でも瀬戸内寂聴さんのようにいつかは自分自身を求め探す作業に身をいれてみたいな、と思ったりもします。
それにしてもこのごろ思うのは、人の幸福、不幸はずばり言って「心の持ち方」なのかなあ、ということです。
わたしたちが「不幸」と呼んでいることに襲われた人は少なからずいます。子どもや親や配偶者の死、ケガ、リストラ、レイオフ、倒産、借金、など不幸はさまざまな顔をして人を訪れるものだと思います。

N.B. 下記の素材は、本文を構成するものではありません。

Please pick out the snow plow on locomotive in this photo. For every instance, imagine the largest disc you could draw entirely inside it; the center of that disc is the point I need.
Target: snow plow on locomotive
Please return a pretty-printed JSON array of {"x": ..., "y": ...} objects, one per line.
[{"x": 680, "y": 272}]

けれどもそれをどうやって受け入れ、それと向き合っていくのかはその人の内面の問題だと思うのです。
どんな状況にあっても動揺しない生き方ができたら…。
イギリスで見た古い聖堂の鐘の音を思い出します。スコットランドの女王メアリ・スチュアートに死刑を宣告したエリザベス1世。自らの従姉妹を抹殺することには彼女自身ずいぶんためらったそうです。
さまざまな決断と苦悶。それを冷ややかに下していけたら…。
いや、人生の海はやはり波風に満ちていて、ふつうの人はそれを精一杯泳ぎきることしかできないのでしょうか?

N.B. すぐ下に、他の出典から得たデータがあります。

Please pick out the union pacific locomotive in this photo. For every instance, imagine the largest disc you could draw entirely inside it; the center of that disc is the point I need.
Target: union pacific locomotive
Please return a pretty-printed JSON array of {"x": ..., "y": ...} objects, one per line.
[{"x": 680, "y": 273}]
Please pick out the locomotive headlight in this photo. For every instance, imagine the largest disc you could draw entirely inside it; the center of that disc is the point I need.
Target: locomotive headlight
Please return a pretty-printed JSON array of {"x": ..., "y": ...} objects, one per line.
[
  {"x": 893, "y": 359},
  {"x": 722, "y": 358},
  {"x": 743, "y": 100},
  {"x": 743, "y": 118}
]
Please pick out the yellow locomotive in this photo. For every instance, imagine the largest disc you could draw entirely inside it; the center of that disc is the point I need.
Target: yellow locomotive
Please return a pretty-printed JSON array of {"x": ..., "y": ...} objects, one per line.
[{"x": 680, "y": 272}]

そんなことを思いながら「食欲がないの」と青白い顔で就職したばかりの新しい職場に出ていく娘を見送ります。彼女も今一番疲労がたまるつらい時です。
おそらく今がこの世で一番つらい、と思っているのでしょう。
苦しみながらも喜び、精一杯生きて行く一生。
母が以前言っていたことですが、ある人の孫が生まれたので顔を見にいったところ、その方は
「この子もこの世でさまざまな苦労をするために生まれて来ました」
としみじみとおっしゃったそうです。
その方は常識的にはそれほど苦労の多い人生を歩んではいないと思われるそうですが、人にはそれぞれの重荷があるのでしょう。